Opinión | Mirando al abismo
Podría ser cualquiera
La muerte lo elige sin preguntar. No distingue entre inocentes y culpables, entre justos y tiranos

Llegada de los restos de Antonio Ramos a la Comisaría Provincial.
El mundo sigue girando, indiferente. Los titulares se suceden, las tragedias se acumulan, y nosotros, desde la comodidad de nuestras pantallas, las consumimos como quien degusta un café amargo: con un gesto de disgusto, pero sin dejar de beber. Hoy hablamos de él, del policía nacional que murió por el simple hecho de estar ahí, en el lugar equivocado, en el momento equivocado. Podría haber sido cualquiera. Podría haber sido yo. Podría haber sido usted.
No era un héroe de película, ni un personaje de novela. Era un hombre con uniforme, un funcionario más en la maquinaria del Estado, uno de esos a los que criticamos cuando nos multan por exceso de velocidad o nos piden documentos en una calle mal iluminada. Pero hoy, nos recuerda algo incómodo: sin ellos, sin esa línea frágil entre el orden y el caos, estaríamos a merced de la ley del más fuerte.
La muerte lo elige sin preguntar. No distingue entre inocentes y culpables, entre justos y tiranos. Los atracadores que lo mataron no lo conocían, no tenían rencor contra él. Solo querían dinero, solo querían huir. Y en su huida, una vida se apagó. Así de simple, así de absurdo.
¿Cuántas veces hemos pasado por una calle oscura sintiendo ese alivio al ver el reflejo azul de un coche patrulla? ¿Cuántas veces hemos maldecido su presencia cuando nos paraban para un control rutinario? La paradoja es cruel: necesitamos a quienes a veces detestamos, porque son la única barrera que separa nuestra frágil normalidad del abismo.
Vivimos en una época de desconfianza generalizada.
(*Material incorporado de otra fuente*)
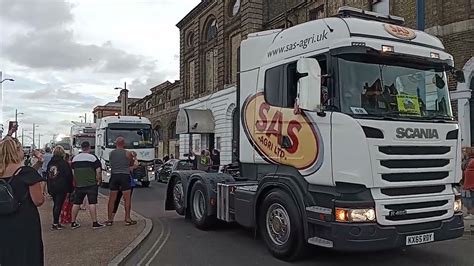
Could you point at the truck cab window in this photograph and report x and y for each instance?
(281, 84)
(274, 85)
(292, 84)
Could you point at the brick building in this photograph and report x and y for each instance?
(161, 107)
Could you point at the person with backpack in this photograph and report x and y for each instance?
(59, 175)
(21, 192)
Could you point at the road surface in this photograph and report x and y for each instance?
(175, 241)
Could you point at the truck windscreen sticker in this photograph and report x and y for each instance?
(267, 126)
(302, 44)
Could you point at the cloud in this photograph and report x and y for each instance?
(141, 86)
(50, 44)
(40, 15)
(56, 49)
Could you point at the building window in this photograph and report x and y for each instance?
(234, 7)
(190, 40)
(172, 131)
(316, 13)
(189, 79)
(211, 29)
(235, 44)
(211, 68)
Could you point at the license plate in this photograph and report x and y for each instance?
(420, 239)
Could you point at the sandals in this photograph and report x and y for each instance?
(109, 223)
(131, 222)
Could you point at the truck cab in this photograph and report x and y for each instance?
(347, 140)
(139, 137)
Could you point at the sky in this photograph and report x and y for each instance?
(67, 56)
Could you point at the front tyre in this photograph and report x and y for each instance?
(281, 226)
(178, 196)
(199, 207)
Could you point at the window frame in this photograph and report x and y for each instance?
(283, 95)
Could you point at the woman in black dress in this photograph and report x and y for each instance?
(20, 233)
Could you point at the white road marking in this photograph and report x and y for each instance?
(154, 245)
(159, 248)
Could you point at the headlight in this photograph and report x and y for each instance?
(457, 205)
(355, 215)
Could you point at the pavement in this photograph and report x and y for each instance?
(468, 225)
(85, 246)
(175, 241)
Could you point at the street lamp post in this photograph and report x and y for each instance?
(34, 126)
(6, 80)
(16, 117)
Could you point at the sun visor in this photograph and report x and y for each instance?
(194, 121)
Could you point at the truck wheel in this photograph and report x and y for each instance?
(178, 196)
(281, 226)
(199, 205)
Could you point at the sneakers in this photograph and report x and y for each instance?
(75, 225)
(97, 225)
(57, 227)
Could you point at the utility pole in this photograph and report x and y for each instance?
(39, 141)
(33, 146)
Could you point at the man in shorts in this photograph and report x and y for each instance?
(121, 164)
(87, 175)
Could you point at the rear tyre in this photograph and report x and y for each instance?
(281, 226)
(178, 196)
(199, 207)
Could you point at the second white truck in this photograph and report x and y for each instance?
(139, 138)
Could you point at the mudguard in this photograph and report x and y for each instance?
(188, 178)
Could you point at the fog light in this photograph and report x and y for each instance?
(355, 215)
(387, 48)
(457, 205)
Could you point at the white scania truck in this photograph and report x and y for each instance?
(347, 140)
(138, 136)
(81, 132)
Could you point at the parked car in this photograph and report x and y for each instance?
(164, 172)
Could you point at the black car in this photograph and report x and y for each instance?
(164, 172)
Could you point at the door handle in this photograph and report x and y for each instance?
(286, 142)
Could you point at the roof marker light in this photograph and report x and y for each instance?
(387, 48)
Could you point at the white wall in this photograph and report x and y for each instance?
(221, 104)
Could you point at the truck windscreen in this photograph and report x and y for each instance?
(385, 87)
(134, 137)
(81, 139)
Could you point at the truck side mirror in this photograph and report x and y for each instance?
(309, 84)
(459, 76)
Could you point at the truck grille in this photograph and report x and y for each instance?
(404, 191)
(412, 183)
(140, 172)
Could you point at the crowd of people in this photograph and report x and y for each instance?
(26, 182)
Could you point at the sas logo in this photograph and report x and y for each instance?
(280, 136)
(400, 32)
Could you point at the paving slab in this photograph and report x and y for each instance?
(85, 246)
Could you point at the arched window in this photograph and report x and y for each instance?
(234, 8)
(211, 29)
(190, 40)
(172, 131)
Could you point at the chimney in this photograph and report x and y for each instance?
(124, 100)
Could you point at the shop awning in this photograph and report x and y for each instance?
(194, 121)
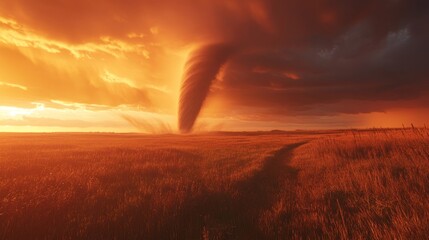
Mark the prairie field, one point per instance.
(345, 184)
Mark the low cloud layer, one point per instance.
(292, 58)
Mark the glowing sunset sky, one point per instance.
(117, 65)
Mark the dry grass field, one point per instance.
(368, 184)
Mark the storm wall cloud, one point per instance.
(289, 58)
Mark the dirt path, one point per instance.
(238, 217)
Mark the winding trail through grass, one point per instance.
(238, 217)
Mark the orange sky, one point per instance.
(117, 65)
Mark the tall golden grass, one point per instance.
(339, 184)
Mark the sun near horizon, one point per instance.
(115, 67)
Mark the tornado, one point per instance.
(201, 70)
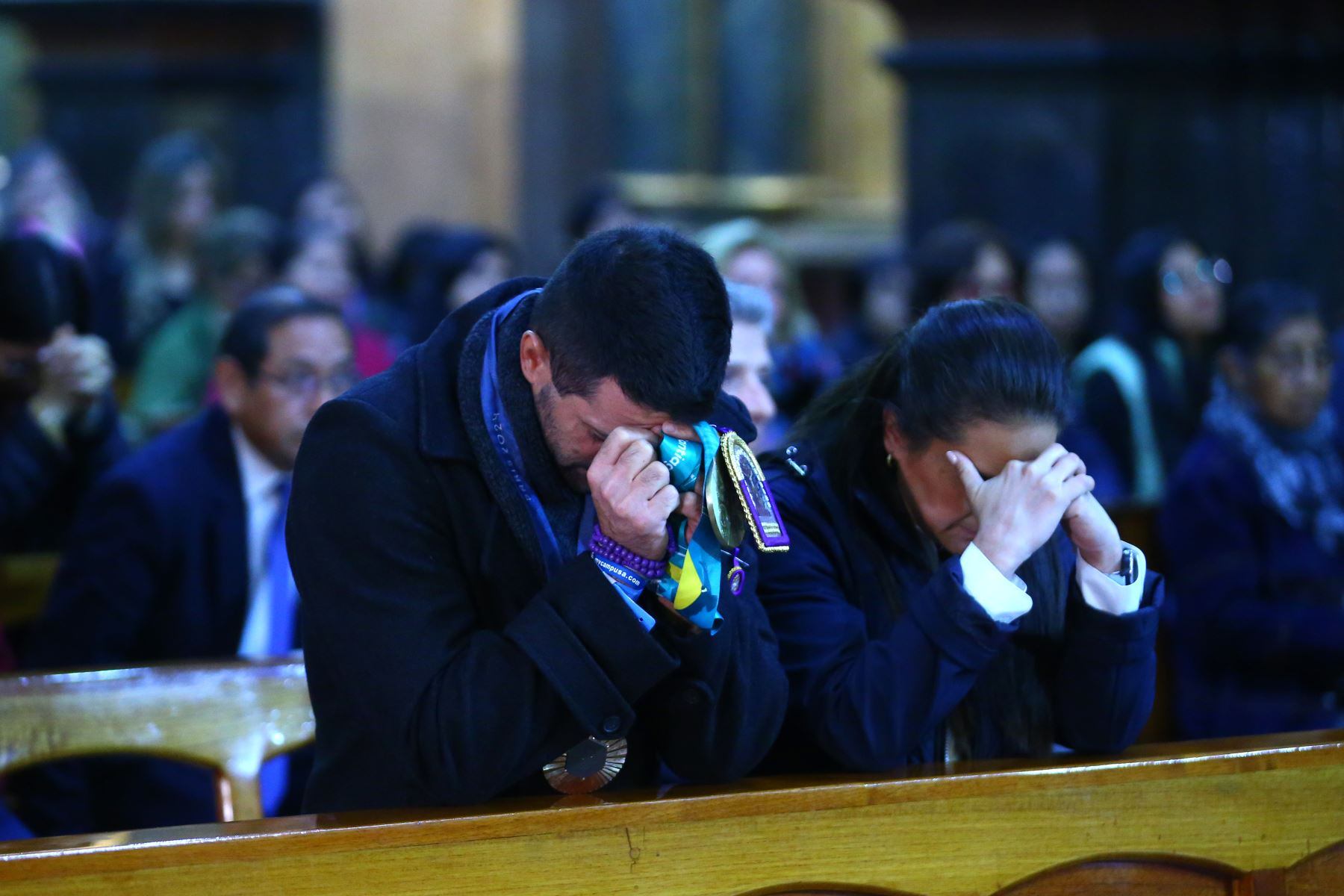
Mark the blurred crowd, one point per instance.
(158, 371)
Las redes sociales nos han convertido en fiscales instantáneos, juzgando cada actuación policial con la frialdad de quien nunca ha tenido que tomar una decisión en medio del peligro. Sí, hay abusos. Sí, hay que exigir transparencia. Pero también hay hombres y mujeres que se ponen un chaleco antibalas cada mañana sin saber si volverán a casa.
Pero nadie quiere vivir en un mundo donde los ladrones deciden quién vive y quién muere, donde la justicia la imparte el que lleva la pistola más grande.
Lo más peligroso no son los criminales, sino la indiferencia de los buenos. Esa que nos hace bajar la mirada cuando vemos algo sospechoso, esa que nos lleva a pensar «a mí no me afecta». Pero hoy le ha tocado a él. Mañana podría ser al tendero de la esquina, al repartidor que pasa a las tantas de la noche, al estudiante que vuelve de fiesta.
La sociedad no se sostiene solo con buenas intenciones. Se necesita ley, se necesita, aunque duela admitirlo, fuerza. Porque el mal no negocia, no razona. Y cuando llega, no pide permiso.
La próxima vez que veamos a un agente en la calle, quizá deberíamos recordar que ellos también son mortales. Que su uniforme no los hace invencibles, solo responsables. Y que, en el fondo, su existencia es lo único que evita que la noche y el frío se lleven todo a su paso.
El mundo sigue girando, sí. Pero hoy, un poco más destemplado.